When I’m a mom one day, I would love nothing more than to be surprised with something like this.. If you agree with me on that, then you should totally try making this deliciously decadent white chocolate berry tart for your mother. She will never forget it!
One thing I love about this tart is that the berries cut through the richness of the delicious vegan white chocolate cashew cream. This perfect combination will leave you wanting more. The nutty crust adds a lovely crunch to it as well.
As I mentioned, this is a fairly simple recipe. While it looks like a lot of work, you’ll be done preparing this tart in under one hour. Top it off with some fresh berries and you got yourself a winner.
Master the art of the tart with the help of these beautiful recipes:
- Vegan Blood Orange Dark Chocolate Tart
- Vegan Raspberry Mousse Tart
- White Chocolate Cranberry Tart
- Vegan Dark Chocolate Mousse Tart
- No-bake Lemon Lavender Tart
This beauty was created in collaboration with Almond Cow using leftover almond milk and cashew milk pulp.
If you happen to make this stunning vegan & gluten-free white chocolate berry tart please let me know. I’d love to see how they turn out. As always, don’t forget to tag @delight.fuel or simply comment below.
This post contains an affiliate link. As an Amazon and Almond Cow Associate I earn a small commission from qualifying purchases. I only recommend products that I trust and have used myself.
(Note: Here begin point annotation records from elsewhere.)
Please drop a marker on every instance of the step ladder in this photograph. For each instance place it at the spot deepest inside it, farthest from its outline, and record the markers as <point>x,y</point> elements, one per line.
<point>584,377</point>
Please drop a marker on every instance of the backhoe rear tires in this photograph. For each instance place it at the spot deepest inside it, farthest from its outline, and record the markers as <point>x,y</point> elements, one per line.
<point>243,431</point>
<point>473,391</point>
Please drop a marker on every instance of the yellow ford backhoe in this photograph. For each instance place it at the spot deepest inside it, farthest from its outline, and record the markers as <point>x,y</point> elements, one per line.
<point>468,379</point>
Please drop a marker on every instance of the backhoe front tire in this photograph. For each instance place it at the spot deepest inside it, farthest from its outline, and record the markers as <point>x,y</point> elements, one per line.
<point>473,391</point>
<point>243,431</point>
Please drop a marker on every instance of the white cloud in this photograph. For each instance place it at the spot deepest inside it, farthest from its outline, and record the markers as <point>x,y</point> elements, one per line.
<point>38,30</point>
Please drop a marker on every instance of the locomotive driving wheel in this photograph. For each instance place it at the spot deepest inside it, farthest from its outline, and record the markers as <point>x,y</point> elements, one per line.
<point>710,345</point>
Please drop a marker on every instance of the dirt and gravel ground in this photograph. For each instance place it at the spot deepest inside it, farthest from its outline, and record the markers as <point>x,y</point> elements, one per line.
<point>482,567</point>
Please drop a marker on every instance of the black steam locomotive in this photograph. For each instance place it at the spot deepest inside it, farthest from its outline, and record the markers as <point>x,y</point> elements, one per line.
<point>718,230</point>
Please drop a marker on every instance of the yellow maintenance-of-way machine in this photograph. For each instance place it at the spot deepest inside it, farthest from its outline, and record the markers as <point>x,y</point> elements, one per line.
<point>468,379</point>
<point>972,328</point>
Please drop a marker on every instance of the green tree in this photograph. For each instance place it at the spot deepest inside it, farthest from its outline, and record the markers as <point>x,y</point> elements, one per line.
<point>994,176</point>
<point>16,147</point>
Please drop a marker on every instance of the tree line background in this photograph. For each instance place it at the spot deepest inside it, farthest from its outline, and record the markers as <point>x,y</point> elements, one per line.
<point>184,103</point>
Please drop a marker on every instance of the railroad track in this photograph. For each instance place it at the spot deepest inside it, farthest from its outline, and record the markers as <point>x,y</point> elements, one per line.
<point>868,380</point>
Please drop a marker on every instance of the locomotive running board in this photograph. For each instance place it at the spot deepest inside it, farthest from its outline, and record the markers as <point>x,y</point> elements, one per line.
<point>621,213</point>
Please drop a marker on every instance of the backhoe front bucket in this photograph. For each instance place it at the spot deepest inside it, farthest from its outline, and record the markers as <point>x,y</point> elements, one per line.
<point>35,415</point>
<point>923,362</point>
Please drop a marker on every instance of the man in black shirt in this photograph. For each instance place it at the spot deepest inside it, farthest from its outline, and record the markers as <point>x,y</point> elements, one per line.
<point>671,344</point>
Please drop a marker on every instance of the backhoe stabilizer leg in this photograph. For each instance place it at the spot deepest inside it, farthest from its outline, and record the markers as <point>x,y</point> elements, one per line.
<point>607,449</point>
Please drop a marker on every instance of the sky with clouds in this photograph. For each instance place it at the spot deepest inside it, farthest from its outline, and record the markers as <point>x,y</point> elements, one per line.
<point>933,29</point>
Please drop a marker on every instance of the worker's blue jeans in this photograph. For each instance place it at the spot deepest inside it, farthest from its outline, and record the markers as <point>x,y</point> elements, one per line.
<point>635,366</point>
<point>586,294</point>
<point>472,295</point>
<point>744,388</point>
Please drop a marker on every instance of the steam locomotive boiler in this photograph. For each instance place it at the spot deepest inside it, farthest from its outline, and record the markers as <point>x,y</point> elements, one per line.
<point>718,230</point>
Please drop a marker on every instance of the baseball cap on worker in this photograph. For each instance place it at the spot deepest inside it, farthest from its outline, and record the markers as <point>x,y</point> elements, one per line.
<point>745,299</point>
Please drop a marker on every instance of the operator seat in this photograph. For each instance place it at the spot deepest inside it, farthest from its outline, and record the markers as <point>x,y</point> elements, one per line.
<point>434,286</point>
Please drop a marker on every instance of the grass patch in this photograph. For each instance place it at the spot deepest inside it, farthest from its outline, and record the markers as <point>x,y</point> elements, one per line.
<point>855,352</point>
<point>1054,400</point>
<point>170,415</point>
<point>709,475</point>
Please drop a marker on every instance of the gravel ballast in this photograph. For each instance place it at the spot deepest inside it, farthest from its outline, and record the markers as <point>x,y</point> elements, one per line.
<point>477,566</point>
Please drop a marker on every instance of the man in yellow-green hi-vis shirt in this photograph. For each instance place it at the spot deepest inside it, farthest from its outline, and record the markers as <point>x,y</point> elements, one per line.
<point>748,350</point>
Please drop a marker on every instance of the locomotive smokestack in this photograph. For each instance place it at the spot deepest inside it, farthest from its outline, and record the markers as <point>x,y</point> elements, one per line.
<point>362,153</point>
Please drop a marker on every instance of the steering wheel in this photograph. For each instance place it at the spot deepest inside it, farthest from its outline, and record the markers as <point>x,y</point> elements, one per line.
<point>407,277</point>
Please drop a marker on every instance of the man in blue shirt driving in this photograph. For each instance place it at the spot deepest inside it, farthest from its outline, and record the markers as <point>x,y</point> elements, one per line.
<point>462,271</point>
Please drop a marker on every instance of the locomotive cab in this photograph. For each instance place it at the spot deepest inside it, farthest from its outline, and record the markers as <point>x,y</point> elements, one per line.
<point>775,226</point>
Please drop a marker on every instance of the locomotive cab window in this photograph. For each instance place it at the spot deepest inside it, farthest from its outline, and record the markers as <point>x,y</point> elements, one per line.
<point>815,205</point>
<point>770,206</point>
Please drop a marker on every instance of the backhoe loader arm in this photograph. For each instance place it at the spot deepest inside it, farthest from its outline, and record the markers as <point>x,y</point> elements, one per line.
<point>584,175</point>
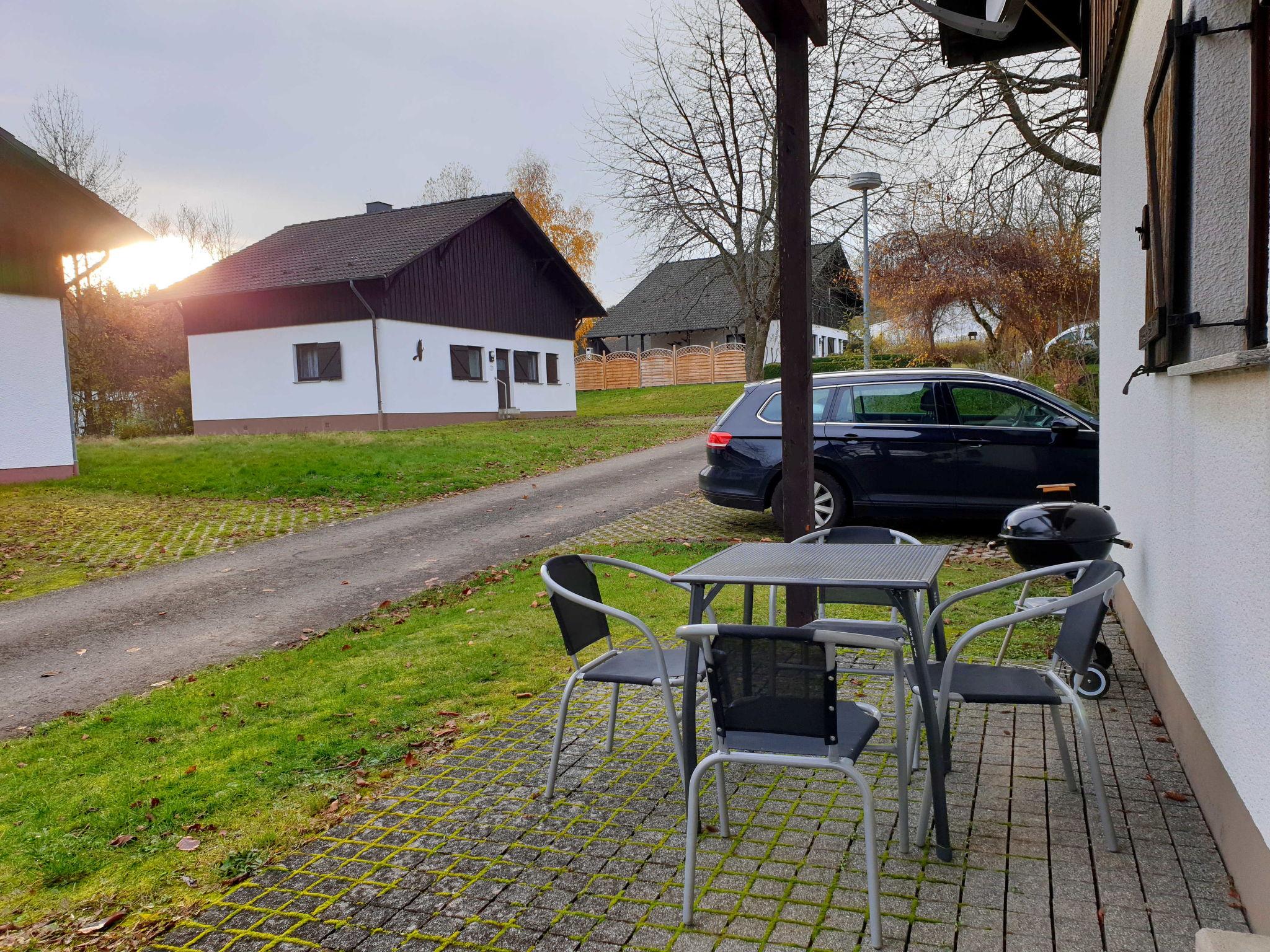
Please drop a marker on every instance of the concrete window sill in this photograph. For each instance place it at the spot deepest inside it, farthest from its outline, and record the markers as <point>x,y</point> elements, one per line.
<point>1233,361</point>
Vegan White Chocolate Berry Tart
This gorgeous vegan white chocolate berry tart is an absolute Mom pleaser. The combination of the tart berries and the rich white chocolate cashew cream is divine. Using wholesome ingredients, this tart is also vegan, refined sugar-free, and gluten-free. Enough to impress and super easy to make. Perfect for any occasion.
Ingredients
Crust
- 1 ½ cups gluten-free oats
- ½ cup almonds
- 4 tbsp coconut oil (melted)
- 3 tbsp maple syrup
- 1/4 cup almond pulp (optional)
Mixed Berry Layer
- 3 cups mixed berries (frozen or fresh)
- ½ cup water
- 2 tbsp maple syrup
- 1 tsp agar agar sub with gelatin powder (1:1 ratio)
White Chocolate Layer
- 1 can full-fat coconut milk (solid part**)
- 1 cup cashews (soaked***)
- ⅓ cup cacao butter (sub with vegan white chocolate)
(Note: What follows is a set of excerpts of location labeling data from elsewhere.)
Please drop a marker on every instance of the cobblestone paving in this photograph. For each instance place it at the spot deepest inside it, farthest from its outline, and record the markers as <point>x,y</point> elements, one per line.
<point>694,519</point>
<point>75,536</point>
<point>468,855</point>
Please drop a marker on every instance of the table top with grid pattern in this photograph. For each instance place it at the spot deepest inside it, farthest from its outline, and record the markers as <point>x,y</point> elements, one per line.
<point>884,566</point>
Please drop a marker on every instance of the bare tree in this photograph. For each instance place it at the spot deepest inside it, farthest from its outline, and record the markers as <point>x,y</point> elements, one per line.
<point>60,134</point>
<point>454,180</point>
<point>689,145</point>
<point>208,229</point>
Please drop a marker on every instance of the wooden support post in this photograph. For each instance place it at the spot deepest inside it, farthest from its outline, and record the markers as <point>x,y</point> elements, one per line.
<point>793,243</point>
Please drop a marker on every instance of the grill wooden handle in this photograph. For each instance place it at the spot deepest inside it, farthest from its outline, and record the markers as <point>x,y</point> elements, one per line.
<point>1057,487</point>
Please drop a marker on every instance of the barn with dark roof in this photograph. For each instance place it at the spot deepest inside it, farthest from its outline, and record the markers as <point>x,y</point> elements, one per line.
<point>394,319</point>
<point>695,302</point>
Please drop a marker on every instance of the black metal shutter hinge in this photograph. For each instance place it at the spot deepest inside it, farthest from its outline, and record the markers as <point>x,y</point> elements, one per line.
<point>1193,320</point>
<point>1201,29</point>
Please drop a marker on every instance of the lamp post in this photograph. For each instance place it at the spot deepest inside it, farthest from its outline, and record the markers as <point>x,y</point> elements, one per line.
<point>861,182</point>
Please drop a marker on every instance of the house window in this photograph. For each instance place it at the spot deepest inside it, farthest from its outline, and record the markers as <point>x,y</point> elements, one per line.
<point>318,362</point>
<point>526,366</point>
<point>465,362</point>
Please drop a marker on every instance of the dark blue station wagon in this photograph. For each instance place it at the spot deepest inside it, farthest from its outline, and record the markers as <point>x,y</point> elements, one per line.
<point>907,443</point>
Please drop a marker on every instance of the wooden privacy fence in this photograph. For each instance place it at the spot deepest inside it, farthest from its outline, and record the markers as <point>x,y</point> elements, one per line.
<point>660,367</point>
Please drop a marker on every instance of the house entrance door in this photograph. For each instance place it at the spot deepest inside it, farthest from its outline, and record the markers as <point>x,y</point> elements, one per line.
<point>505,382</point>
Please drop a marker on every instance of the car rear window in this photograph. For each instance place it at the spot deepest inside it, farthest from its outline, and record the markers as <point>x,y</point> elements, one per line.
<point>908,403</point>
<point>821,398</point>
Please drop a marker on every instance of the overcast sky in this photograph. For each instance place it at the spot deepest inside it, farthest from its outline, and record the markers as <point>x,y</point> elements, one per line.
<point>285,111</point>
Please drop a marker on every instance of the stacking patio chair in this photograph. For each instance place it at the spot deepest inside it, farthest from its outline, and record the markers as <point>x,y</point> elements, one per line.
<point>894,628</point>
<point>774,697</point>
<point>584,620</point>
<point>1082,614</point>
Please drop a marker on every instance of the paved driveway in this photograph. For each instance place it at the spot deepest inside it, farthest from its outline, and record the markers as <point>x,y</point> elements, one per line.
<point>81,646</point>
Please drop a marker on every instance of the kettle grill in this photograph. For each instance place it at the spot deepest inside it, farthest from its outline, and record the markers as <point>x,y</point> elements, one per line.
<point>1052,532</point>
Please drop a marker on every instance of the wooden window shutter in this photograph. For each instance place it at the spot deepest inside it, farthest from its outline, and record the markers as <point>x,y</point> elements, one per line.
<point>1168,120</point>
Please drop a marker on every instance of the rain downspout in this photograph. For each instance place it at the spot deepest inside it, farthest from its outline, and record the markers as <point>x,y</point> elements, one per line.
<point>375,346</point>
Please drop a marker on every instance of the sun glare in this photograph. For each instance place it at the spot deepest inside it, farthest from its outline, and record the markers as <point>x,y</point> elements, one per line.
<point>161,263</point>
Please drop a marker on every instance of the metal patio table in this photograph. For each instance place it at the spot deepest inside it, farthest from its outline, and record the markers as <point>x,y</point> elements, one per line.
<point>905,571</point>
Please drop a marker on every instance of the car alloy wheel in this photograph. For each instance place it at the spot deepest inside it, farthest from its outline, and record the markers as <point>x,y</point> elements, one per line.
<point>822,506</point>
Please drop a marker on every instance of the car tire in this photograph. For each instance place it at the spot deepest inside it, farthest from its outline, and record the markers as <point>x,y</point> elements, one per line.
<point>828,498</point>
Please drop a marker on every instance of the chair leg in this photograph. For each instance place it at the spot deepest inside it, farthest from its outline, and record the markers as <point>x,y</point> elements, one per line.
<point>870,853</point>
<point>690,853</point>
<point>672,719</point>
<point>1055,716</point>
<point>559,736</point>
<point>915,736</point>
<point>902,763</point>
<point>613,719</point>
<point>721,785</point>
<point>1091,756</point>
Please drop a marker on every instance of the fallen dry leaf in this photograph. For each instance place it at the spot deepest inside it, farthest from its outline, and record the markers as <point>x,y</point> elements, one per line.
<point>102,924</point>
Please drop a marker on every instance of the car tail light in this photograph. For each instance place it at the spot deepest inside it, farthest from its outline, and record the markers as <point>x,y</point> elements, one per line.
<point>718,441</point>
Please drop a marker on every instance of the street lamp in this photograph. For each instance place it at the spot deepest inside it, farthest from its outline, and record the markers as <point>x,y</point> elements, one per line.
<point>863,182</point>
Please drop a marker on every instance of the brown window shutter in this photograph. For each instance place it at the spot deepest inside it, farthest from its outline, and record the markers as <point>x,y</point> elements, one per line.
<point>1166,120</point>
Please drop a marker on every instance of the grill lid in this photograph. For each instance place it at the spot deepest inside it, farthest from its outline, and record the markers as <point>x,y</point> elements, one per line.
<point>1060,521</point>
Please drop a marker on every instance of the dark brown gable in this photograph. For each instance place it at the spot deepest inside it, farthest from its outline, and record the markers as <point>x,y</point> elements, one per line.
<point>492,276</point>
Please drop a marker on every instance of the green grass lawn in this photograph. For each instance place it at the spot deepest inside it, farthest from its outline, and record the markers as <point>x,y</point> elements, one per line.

- 3 tbsp agave syrup (sub with maple syrup)
- 3 tbsp coconut oil
- 1/4 cup cashew pulp (optional)
Garnish
- fresh berries
- vegan white chocolate chips (optional)
Instructions
1. For the crust add oats and almonds into a food processor. Pulse until finely ground. Then add maple syrup, almond pulp (optional) and coconut oil. Process for a few seconds into a moist mixture.
2. Firmly press dough into the tart and press up on the sides as well. Bake at 350F for about 10-15 minutes until the crust appears golden brown. Let sit for about 10 minutes and then transfer onto a cooling rack.
3. In a small saucepan add mixed berries, water and maple syrup. Simmer for about 5-10 minutes over low-medium heat until cranberries have broken down. With a hand mixer, puree the berry mixture. Add 1 tsp of agar powder and simmer for another 5 minutes over medium-high heat while stirring continuously. Set aside to cool for a couple minutes, then pour berry jam/sauce into the crust (½ way full) and let set in the fridge for about 15 minutes.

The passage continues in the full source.